A lot of it isn't literally unconscious, after all eating does involve voluntary muscles like hands and arms.
Tracking calories by making a rule that everything is weighed or measured before it goes into one's mouth (or calories calculated from the package) may overcome that tendency to underestimate food intake.
On the Secret Eaters show, they have people estimating the actual food intake in various ways, and they do weigh and measure. A lot of the underestimating involves not literally being unconscious, but being "approximate" about quantities. For example a "splash of oil" when videotaped, turns out to be a quarter cup of oil. Etc.
It helps to be good at numbers and calculations when doing this - e.g. if the package says 205 calories in a serving of 125 g, and one eats 370 g, what are the calories in 370 g.
Also if someone who shares one's living space could perhaps point out when they are eating and not recording the calories.
At least in my case, keeping a food diary has been helpful. I began writing down everything I eat several months ago, to get control of IBS. I'd read that among the tiny minority of people who manage to keep off weight they'd lost, long term instead of just two years, were those who kept records of everything they ate. It's worked for me. It makes it easier to only eat an ounce of nuts per day, or limit myself to three squares of chocolate.
A food diary protects one from under estimating and from automatic eating.
I enter my food intake into a computer program. I haven't been trying to regulate the calories recently, I just look at them the following day.
Eating more than one realizes resembles eating more salt than you think. I thought I was hardly touching the stuff until I started adding it up. Salt on tomatoes, in cottage cheese, on my fish, etc. I am in shock. No wonder I'm on lisinopryl (for hypertension).
Definitely. Almost evryone eats a lot of processed food, which mostly has a lot of salt.
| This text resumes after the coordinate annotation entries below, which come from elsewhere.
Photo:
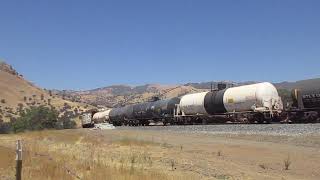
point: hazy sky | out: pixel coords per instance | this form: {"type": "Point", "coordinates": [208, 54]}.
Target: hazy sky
{"type": "Point", "coordinates": [77, 44]}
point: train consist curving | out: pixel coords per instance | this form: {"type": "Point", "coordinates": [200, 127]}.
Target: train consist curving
{"type": "Point", "coordinates": [256, 103]}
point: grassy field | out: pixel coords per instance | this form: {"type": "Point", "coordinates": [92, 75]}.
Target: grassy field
{"type": "Point", "coordinates": [77, 155]}
{"type": "Point", "coordinates": [134, 154]}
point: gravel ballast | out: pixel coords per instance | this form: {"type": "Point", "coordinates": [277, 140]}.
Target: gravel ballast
{"type": "Point", "coordinates": [261, 129]}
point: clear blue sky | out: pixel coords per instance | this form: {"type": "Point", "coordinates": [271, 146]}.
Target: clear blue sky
{"type": "Point", "coordinates": [75, 44]}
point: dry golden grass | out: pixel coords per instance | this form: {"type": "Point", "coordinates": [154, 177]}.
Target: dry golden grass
{"type": "Point", "coordinates": [75, 155]}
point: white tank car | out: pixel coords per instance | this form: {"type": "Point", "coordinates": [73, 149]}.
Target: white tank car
{"type": "Point", "coordinates": [261, 97]}
{"type": "Point", "coordinates": [193, 104]}
{"type": "Point", "coordinates": [256, 97]}
{"type": "Point", "coordinates": [101, 116]}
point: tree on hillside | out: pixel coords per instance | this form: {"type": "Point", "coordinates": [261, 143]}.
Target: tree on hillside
{"type": "Point", "coordinates": [36, 118]}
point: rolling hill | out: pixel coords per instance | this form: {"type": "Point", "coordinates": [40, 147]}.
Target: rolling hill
{"type": "Point", "coordinates": [17, 93]}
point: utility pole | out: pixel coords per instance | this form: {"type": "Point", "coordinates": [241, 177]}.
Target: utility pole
{"type": "Point", "coordinates": [18, 160]}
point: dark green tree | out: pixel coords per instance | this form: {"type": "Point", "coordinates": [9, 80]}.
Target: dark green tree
{"type": "Point", "coordinates": [36, 118]}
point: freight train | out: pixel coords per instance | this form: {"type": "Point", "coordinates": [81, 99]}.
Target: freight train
{"type": "Point", "coordinates": [256, 103]}
{"type": "Point", "coordinates": [305, 107]}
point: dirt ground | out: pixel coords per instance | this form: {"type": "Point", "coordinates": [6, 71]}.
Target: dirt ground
{"type": "Point", "coordinates": [169, 155]}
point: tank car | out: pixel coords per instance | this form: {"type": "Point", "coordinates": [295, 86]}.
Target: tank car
{"type": "Point", "coordinates": [89, 119]}
{"type": "Point", "coordinates": [143, 113]}
{"type": "Point", "coordinates": [122, 115]}
{"type": "Point", "coordinates": [257, 102]}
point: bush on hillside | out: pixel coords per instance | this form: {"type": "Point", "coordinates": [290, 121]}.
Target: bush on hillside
{"type": "Point", "coordinates": [35, 118]}
{"type": "Point", "coordinates": [5, 127]}
{"type": "Point", "coordinates": [39, 118]}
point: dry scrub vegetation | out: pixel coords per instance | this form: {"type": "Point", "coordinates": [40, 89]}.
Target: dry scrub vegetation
{"type": "Point", "coordinates": [74, 155]}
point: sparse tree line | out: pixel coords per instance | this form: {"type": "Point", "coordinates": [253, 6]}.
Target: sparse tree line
{"type": "Point", "coordinates": [38, 118]}
{"type": "Point", "coordinates": [34, 115]}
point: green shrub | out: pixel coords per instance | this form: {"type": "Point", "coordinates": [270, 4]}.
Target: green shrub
{"type": "Point", "coordinates": [36, 118]}
{"type": "Point", "coordinates": [4, 127]}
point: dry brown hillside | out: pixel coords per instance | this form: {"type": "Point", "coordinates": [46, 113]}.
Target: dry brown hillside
{"type": "Point", "coordinates": [17, 93]}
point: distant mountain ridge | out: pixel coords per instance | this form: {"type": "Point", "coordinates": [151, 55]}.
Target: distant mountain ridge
{"type": "Point", "coordinates": [119, 95]}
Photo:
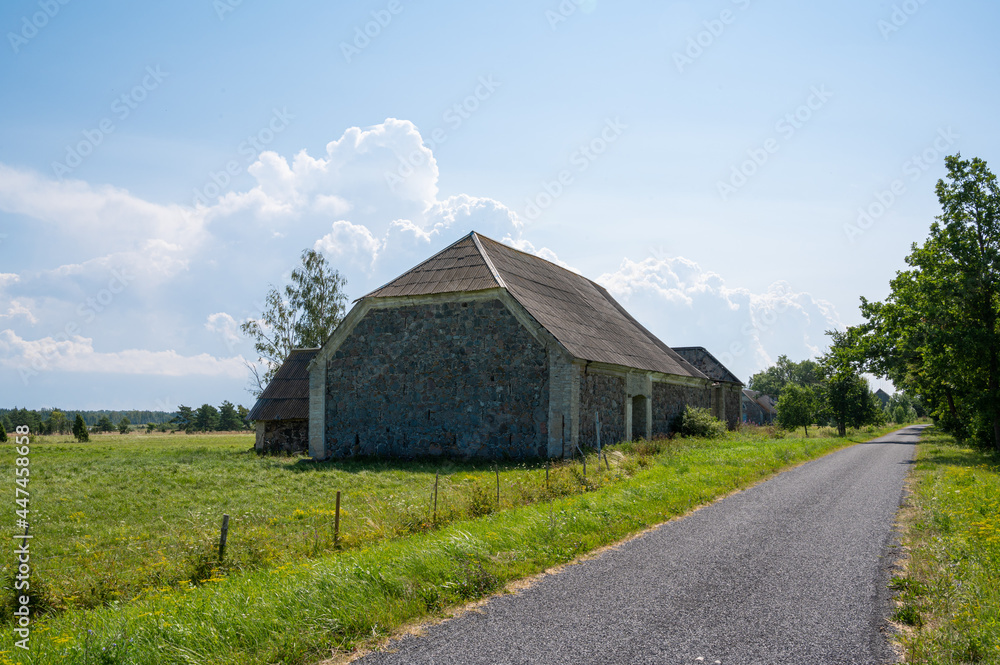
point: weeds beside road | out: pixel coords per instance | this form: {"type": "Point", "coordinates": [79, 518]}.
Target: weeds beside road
{"type": "Point", "coordinates": [949, 604]}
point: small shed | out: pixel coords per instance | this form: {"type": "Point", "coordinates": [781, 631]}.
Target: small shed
{"type": "Point", "coordinates": [726, 389]}
{"type": "Point", "coordinates": [281, 413]}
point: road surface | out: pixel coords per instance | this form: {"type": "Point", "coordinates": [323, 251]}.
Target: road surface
{"type": "Point", "coordinates": [793, 570]}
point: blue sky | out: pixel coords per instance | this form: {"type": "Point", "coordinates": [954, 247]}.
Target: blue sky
{"type": "Point", "coordinates": [161, 164]}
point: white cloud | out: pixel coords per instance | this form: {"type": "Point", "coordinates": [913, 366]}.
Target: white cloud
{"type": "Point", "coordinates": [688, 306]}
{"type": "Point", "coordinates": [226, 326]}
{"type": "Point", "coordinates": [77, 354]}
{"type": "Point", "coordinates": [18, 308]}
{"type": "Point", "coordinates": [96, 216]}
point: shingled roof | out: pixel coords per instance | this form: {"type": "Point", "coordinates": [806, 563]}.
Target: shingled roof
{"type": "Point", "coordinates": [708, 364]}
{"type": "Point", "coordinates": [579, 313]}
{"type": "Point", "coordinates": [287, 395]}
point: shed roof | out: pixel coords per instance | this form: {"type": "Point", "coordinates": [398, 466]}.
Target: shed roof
{"type": "Point", "coordinates": [709, 365]}
{"type": "Point", "coordinates": [580, 314]}
{"type": "Point", "coordinates": [286, 397]}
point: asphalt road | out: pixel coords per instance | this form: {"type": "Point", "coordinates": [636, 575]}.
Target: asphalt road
{"type": "Point", "coordinates": [794, 570]}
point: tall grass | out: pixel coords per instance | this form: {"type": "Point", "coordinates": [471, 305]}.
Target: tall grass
{"type": "Point", "coordinates": [298, 607]}
{"type": "Point", "coordinates": [949, 602]}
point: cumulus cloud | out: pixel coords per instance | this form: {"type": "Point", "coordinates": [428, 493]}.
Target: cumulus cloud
{"type": "Point", "coordinates": [688, 306]}
{"type": "Point", "coordinates": [370, 202]}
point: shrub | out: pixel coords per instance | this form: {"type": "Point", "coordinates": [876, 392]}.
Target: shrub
{"type": "Point", "coordinates": [700, 422]}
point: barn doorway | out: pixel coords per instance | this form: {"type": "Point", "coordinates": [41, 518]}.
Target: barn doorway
{"type": "Point", "coordinates": [638, 417]}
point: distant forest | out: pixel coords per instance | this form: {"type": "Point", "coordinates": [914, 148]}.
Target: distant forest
{"type": "Point", "coordinates": [36, 420]}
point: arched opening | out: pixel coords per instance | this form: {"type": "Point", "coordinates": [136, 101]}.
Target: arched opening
{"type": "Point", "coordinates": [639, 417]}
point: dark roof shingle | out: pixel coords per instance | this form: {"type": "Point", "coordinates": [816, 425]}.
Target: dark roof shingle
{"type": "Point", "coordinates": [579, 313]}
{"type": "Point", "coordinates": [286, 397]}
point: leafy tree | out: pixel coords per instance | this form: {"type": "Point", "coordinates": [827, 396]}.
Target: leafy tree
{"type": "Point", "coordinates": [57, 422]}
{"type": "Point", "coordinates": [206, 418]}
{"type": "Point", "coordinates": [303, 317]}
{"type": "Point", "coordinates": [773, 380]}
{"type": "Point", "coordinates": [80, 429]}
{"type": "Point", "coordinates": [937, 334]}
{"type": "Point", "coordinates": [104, 424]}
{"type": "Point", "coordinates": [184, 418]}
{"type": "Point", "coordinates": [796, 407]}
{"type": "Point", "coordinates": [229, 419]}
{"type": "Point", "coordinates": [849, 400]}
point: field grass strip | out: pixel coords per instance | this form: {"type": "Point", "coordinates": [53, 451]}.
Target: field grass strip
{"type": "Point", "coordinates": [304, 612]}
{"type": "Point", "coordinates": [948, 607]}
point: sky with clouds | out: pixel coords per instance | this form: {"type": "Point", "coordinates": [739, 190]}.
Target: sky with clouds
{"type": "Point", "coordinates": [736, 172]}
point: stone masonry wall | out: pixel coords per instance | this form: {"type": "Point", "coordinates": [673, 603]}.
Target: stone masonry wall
{"type": "Point", "coordinates": [669, 401]}
{"type": "Point", "coordinates": [459, 379]}
{"type": "Point", "coordinates": [275, 437]}
{"type": "Point", "coordinates": [605, 395]}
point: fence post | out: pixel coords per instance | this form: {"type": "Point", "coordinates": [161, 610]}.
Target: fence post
{"type": "Point", "coordinates": [597, 426]}
{"type": "Point", "coordinates": [336, 523]}
{"type": "Point", "coordinates": [564, 436]}
{"type": "Point", "coordinates": [223, 536]}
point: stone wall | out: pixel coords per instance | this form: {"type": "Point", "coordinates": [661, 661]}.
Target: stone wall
{"type": "Point", "coordinates": [276, 437]}
{"type": "Point", "coordinates": [605, 395]}
{"type": "Point", "coordinates": [669, 401]}
{"type": "Point", "coordinates": [460, 379]}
The food co's raise salt levels to compete with each other just as they do with fat and sugar.
Marion Nestle, a professor of nutrition and public health at NYU, wrote at one time that the FDA was considering regulating salt levels in processed food, and slowly lowering the salt level so that people have time to get used to a lower level.
I've been wondering about my own sodium intake. I've been making cultured fruits and vegetables as a homemade probiotic, hoping that in time this will help me with my terrible allergies.
But, they are cultured in 5% saltwater, to keep bad bacteria from growing. I don't drink the brine, but I might be getting a lot of sodium from that anyway.
But my blood pressure is still quite low. I don't have any added sodium in my diet otherwise, because I don't eat processed food and don't sprinkle salt on anything.